Wanderer On The Edge Of Time came in 2010, two years later saw the release of Intersections, in my opinion a rather dispensable compilation of newly recorded versions of old classics (but maybe the band needed this to tighten their live catalogue), and now, I am glad to say, they are back with In A Mirror Darkly, their best album since at least Dances Of Death in 1990. Unlike Wanderer On The Edge Of Time, In A Mirror Darkly does without the numerous interludes that I always thought robbed the album of its momentum. Instead we get seven songs that never run under five minutes but also never quite top the eight minute mark.
The current line-up could very well be called an all-star band, with drummer Alex Landenburg’s resume looking like a who-is-who of the metal world, among others melodic metal band Axxis. Vocalist Martin LeMar is also active in progressive metal band Tomorrow’s Eve, and guitarist Erik Adam H. Grösch used to be in the criminally overlooked Annon Vin, and now looks somewhat like a doppelganger of the late Peter Steele. So there is no doubt about the talent involved, and the songwriting, despite the usually long tracks, seems more focused than in the past.

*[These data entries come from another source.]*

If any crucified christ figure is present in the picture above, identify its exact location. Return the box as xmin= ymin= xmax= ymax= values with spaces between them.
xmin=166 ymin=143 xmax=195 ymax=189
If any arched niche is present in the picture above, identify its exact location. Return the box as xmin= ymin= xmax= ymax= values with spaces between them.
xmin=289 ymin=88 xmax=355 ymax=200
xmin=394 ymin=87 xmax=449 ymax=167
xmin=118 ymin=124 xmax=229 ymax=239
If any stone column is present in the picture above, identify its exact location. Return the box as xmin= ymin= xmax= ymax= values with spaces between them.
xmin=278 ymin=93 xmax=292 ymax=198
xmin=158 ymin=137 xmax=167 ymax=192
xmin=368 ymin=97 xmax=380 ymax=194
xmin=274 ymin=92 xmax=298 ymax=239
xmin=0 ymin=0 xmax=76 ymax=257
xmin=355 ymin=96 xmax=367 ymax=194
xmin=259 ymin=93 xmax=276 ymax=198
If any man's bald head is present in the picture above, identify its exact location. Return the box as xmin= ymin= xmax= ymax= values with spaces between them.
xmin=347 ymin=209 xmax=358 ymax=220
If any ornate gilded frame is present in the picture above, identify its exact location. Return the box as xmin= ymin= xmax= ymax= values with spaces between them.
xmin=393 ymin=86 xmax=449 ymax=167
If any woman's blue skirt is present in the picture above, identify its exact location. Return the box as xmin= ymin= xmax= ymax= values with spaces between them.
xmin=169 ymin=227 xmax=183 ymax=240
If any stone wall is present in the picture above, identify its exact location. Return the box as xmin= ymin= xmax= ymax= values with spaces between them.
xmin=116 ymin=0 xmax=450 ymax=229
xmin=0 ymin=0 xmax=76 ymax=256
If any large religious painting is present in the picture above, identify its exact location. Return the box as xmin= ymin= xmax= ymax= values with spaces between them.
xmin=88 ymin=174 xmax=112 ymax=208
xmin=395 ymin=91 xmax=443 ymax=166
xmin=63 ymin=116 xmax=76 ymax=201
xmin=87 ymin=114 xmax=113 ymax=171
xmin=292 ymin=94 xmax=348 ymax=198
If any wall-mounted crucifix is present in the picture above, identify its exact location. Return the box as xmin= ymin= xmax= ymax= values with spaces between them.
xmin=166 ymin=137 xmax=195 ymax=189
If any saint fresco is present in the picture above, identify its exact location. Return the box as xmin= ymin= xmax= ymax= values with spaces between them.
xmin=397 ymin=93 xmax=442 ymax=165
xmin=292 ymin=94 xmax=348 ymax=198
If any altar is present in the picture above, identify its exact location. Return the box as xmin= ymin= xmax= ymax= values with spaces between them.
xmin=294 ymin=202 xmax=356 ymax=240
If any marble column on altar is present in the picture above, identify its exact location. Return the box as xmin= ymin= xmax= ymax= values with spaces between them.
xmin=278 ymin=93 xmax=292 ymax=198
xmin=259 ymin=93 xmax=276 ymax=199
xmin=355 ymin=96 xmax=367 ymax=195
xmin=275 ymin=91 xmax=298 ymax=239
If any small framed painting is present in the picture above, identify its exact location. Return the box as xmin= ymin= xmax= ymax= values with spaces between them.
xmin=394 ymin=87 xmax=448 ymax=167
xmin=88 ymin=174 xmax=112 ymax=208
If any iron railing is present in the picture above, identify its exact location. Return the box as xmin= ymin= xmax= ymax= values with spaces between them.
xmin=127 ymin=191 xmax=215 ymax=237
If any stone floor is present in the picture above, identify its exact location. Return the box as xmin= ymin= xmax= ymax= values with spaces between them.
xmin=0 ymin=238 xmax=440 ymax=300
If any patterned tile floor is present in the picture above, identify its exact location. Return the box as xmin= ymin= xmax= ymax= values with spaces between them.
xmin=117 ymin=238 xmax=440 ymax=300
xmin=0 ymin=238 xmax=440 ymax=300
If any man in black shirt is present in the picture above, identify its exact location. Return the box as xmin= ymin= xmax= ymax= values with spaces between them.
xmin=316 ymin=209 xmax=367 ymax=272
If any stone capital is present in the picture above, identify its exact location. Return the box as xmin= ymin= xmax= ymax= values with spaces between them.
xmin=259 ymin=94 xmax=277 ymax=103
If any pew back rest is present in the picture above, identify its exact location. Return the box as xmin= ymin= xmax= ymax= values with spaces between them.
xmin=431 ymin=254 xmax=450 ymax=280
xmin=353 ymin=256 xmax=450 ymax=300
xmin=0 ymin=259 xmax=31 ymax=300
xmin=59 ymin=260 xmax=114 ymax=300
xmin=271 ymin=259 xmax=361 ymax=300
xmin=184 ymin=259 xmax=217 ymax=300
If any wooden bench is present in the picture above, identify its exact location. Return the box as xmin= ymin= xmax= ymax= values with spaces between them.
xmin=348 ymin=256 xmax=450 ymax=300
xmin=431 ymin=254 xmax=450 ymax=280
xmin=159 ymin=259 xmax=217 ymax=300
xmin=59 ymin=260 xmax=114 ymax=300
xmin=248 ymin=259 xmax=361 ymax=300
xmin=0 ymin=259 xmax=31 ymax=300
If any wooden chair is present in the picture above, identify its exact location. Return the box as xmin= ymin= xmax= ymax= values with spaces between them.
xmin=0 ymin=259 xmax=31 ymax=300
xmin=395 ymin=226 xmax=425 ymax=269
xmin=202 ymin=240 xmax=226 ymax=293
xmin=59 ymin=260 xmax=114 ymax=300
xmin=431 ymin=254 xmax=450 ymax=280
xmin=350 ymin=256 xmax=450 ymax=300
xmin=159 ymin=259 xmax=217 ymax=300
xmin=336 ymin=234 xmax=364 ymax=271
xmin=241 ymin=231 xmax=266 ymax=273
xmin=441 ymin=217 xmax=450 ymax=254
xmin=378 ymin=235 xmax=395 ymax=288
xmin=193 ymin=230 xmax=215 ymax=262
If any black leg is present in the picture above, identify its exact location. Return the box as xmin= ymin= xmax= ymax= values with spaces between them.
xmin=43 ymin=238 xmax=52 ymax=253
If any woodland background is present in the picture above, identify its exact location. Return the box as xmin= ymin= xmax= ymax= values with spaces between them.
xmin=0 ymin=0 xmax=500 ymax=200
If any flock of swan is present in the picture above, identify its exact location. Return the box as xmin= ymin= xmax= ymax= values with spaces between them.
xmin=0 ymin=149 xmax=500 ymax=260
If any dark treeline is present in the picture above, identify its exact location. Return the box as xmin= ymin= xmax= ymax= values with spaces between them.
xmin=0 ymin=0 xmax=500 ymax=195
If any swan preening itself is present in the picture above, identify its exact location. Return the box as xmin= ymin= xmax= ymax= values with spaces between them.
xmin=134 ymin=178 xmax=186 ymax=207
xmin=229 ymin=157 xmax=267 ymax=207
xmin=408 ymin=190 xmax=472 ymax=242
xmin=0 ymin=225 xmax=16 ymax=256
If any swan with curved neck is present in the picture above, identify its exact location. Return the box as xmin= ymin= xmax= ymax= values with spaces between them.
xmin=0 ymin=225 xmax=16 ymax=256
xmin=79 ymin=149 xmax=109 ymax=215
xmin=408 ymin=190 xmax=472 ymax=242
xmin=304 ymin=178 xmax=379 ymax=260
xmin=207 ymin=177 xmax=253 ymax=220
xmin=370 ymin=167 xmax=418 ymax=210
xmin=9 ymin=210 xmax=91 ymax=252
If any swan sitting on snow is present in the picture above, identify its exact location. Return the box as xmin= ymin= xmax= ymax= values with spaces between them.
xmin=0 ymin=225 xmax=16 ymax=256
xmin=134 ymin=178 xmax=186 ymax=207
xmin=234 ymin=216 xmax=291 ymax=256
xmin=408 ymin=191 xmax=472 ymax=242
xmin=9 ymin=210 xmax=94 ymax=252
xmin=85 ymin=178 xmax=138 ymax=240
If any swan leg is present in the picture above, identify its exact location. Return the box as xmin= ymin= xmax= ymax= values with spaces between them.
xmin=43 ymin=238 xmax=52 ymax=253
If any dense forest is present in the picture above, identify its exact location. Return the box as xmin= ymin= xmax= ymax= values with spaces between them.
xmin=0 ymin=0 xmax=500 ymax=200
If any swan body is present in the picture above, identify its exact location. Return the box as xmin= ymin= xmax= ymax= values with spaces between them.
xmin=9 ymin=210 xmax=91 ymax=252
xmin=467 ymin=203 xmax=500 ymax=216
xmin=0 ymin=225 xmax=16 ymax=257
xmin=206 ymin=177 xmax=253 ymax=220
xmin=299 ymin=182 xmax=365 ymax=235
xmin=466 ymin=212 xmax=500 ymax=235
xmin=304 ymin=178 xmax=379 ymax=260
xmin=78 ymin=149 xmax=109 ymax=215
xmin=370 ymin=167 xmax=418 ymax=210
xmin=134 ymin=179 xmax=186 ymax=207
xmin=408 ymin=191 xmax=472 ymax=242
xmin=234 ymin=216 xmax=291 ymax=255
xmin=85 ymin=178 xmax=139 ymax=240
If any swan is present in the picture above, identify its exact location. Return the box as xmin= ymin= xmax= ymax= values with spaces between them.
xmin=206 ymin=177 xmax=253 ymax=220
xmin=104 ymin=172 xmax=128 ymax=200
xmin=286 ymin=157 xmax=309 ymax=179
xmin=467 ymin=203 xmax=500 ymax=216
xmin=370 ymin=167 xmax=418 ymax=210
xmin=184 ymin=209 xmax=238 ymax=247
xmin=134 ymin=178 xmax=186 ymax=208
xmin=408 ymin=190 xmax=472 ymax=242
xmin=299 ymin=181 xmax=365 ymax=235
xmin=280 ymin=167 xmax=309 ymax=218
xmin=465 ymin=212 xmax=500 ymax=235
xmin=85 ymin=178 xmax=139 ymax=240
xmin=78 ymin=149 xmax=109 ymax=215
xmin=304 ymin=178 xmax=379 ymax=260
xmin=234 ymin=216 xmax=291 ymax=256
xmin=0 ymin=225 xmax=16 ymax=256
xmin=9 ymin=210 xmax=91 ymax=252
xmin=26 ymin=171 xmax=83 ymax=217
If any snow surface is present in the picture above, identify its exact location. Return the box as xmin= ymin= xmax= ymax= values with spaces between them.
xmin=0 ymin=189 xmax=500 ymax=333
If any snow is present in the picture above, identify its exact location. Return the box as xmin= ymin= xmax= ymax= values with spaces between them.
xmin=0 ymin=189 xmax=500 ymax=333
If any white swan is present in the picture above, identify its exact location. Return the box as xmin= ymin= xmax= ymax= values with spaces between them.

It all begins with Introduction & Ouverture, first an acoustic intro played on classical guitar, before turning into an instrumental metal piece. Here is shows once again, had Ralph Hubert been born before the age of electricity, he would certainly have become a classical composer. Past interpretations of many works by Mussorgsky and some by others of course also underline that assumption. The first vocal song The Armageddon Machine sees the full band in prime form: nervous guitar riffs, impressive bass playing, tight complex drumming and a vocalist who really fits in perfectly with the sound of Mekong Delta. I wouldn’t have chosen The Sliver In God’s Eye as the next song, as this ominously symphonic track feels a bit awkward so early on in the album, but it manages to show the band from an unexpected side. Janus is once again a more typical Mekong Delta track where everyone in the line-up shines, but especially the vocals left me breathless with their sense of dramatic display. Inside Of The Outside Of The Inside is another instrumental track, and it speaks for the band that they can pull of all six minutes of it without ever boring the listener. And the title of the track will have your head spinning... it took me a few minutes to finally visualise what they had in mind... or at least I think so. My favourite track is Hindsight Bias, the shortest track on the album and also the catchiest one, if that even makes sense in the case of Mekong Delta. Here the band combines ultra-progressive structures with strangely melodic multi-layered vocals that leave you somewhere between pre-existing aural dimensions. This is how you spell perfection! The album ends with Mutant Messiah, the longest track per se and once again showing Mekong Delta from a side we are so fond of.
So I can’t probably declare that Mekong Delta have reinvented themselves, but at the very least they finally found a, hopefully stable, line-up that manages to kindle the passion their very first albums managed to do. There are a few minor complaints, like for instance that it takes the album too long until it gets running full steam, meaning that the two intros are maybe a bit much, and also the aforementioned slower song placed to early on the album, but apart from that, I am more than happy to say that Mekong Delta are finally back and not sounding in the least like a rehashing of old ideas. Let’s hope that the quartet have many more such great albums up their sleeve for future release.